2. Divers règlements, en particulier :
· Le Règlement E‑83‑01, redésigné la Loi coutumière E‑83‑01, soit la Loi coutumière relative à l’exercice des activités du Conseil tribal d’Ermineskin en sa version révisée en 1987, en 1995 et en 1996. Ce règlement compte plusieurs sections (A à K). Les dispositions pertinentes des sections A et B figurent à l’annexe A des présents motifs. La section C traite des réunions du Conseil tribal, la section D des procès‑verbaux, la section E des salaires, la section F des déplacements et la section G des comités. D’autres sections traitent de questions comme l’établissement d’une Commission de déontologie, les jours fériés, les assemblées générales, les postes à pourvoir et les modifications.

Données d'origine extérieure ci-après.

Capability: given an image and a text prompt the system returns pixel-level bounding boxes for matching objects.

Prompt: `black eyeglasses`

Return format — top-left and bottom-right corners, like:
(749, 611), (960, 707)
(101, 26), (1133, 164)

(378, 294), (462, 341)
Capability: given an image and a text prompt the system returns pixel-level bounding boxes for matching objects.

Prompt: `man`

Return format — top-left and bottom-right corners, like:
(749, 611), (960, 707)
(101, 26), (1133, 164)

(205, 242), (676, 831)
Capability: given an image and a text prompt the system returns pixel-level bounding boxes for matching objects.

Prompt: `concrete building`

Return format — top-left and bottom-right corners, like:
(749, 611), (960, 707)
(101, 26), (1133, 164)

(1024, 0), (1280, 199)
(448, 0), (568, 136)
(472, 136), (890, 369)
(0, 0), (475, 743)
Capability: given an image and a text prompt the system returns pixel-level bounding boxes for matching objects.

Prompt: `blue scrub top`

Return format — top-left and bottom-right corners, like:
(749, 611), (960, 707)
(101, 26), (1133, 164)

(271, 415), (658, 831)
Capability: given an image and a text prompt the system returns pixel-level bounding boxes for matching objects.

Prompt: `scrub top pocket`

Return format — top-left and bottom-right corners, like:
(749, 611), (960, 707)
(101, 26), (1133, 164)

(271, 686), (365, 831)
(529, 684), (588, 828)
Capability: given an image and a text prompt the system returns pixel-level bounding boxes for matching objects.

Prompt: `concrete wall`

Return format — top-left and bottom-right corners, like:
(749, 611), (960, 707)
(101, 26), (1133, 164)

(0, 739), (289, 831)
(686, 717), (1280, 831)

· Le Règlement 83‑02, révisé par le Règlement E‑86‑01, soit le Règlement sur les élections selon la coutume.
· Le Règlement 83‑04, en matière de gestion financière de la Nation. [Non souligné dans l’original.]

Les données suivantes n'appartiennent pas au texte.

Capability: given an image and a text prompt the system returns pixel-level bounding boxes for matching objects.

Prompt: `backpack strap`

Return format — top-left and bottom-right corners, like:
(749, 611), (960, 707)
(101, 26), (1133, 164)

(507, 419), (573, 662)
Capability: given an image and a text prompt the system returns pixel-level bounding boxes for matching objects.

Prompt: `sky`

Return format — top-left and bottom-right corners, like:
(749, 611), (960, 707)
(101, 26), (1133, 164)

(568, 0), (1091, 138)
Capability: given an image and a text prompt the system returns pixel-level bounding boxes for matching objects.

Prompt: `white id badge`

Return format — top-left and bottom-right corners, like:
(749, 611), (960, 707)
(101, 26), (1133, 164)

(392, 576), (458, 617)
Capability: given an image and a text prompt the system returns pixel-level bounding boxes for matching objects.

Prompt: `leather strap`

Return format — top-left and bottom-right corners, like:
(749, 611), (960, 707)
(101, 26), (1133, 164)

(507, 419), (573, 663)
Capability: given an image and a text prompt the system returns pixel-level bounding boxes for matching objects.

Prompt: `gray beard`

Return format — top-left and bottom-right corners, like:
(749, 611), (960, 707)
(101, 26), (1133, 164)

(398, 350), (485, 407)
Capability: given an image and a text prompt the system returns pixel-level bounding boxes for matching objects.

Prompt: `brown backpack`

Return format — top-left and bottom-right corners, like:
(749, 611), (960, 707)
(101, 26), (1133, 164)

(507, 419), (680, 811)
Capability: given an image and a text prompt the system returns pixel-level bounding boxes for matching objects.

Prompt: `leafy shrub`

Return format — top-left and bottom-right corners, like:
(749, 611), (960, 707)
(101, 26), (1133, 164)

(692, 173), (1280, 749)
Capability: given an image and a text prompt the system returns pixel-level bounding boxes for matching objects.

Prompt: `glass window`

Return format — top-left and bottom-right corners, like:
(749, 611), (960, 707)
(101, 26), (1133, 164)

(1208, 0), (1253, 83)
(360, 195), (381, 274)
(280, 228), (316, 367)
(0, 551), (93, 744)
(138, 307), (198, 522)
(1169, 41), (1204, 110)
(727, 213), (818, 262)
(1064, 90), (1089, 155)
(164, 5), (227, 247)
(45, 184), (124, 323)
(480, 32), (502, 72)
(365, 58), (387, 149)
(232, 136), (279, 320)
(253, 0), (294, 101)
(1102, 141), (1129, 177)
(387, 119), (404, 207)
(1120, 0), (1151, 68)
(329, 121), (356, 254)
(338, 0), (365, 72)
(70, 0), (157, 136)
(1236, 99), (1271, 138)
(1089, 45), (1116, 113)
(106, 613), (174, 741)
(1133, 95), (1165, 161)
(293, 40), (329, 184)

[35] Quatrièmement, d’après la preuve présentée, une réunion a été tenue le 12 août 2005, soit avant les élections du 31 août 2005, à laquelle assistaient des membres du Comité des finances, certains anciens (34 parmi les 77), sept membres du Conseil tribal (le demandeur et Bob Small étant absents) et divers membres de la Nation. Les membres du Conseil tribal présents à la réunion ont décidé de lancer une enquête visant la participation prétendument inopportune du chef à trois opérations financières mettant en cause des fonds de la Nation, enquête qui serait menée par neuf membres désignés du Conseil des anciens (les membres désignés) (dossier des défendeurs, page 12).

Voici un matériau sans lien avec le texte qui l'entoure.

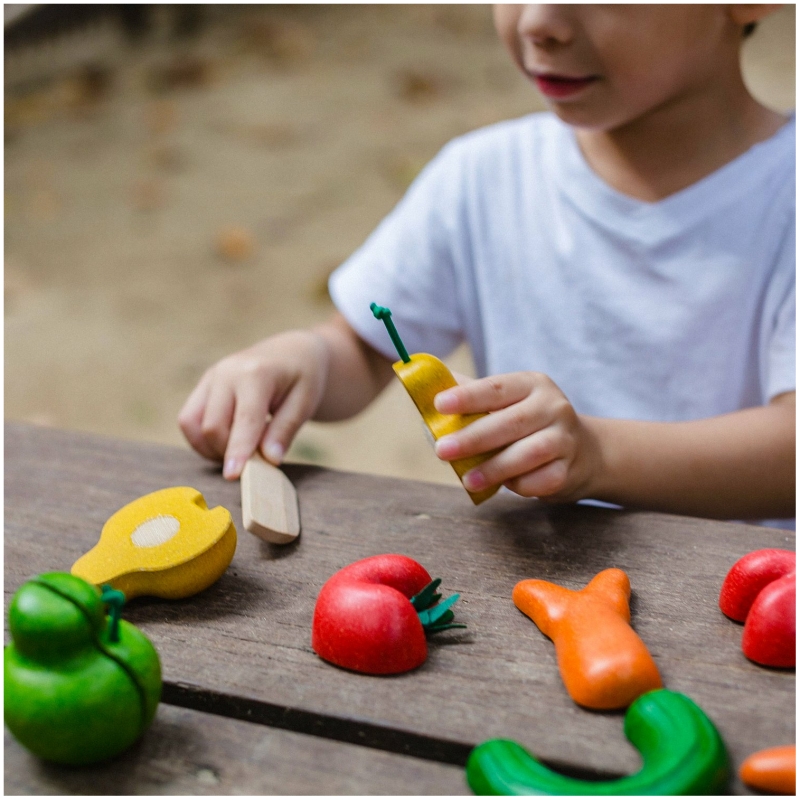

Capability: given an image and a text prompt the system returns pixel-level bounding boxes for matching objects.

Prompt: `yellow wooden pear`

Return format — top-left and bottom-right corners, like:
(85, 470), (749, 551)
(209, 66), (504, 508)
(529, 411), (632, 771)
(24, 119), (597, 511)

(371, 303), (500, 506)
(72, 486), (236, 599)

[36] Il importe aussi de savoir qu’avant la réunion du 12 août 2005, une réunion extraordinaire du Conseil tribal a été tenue le 8 août 2005 au cours de laquelle a été adoptée la résolution suivante (dossier des défendeurs, page 57) :
[traduction]
Il est résolu que nous, le chef et les conseillers d’Ermineskin, reconnaissons par les présentes le Conseil des anciens, tel que présenté conformément au Règlement n° E‑83‑01 du Système tribal d’Ermineskin (la section B uniquement) :
En outre, que la section B du Règlement n° E‑83‑01 relatif à l’exercice des activités du Conseil d’Ermineskin soit modifié afin que celui‑ci soit constitué de tous les anciens de la tribu d’Ermineskin.
En outre, qu’aux fins de l’article 2 de la section B, le quorum soit de neuf (9) anciens, sous réserve de modifications, d’ajouts ou de suppressions, le texte révisé final devant être approuvé par le chef et les membres du Conseil formant quorum. [Non souligné dans l’original.]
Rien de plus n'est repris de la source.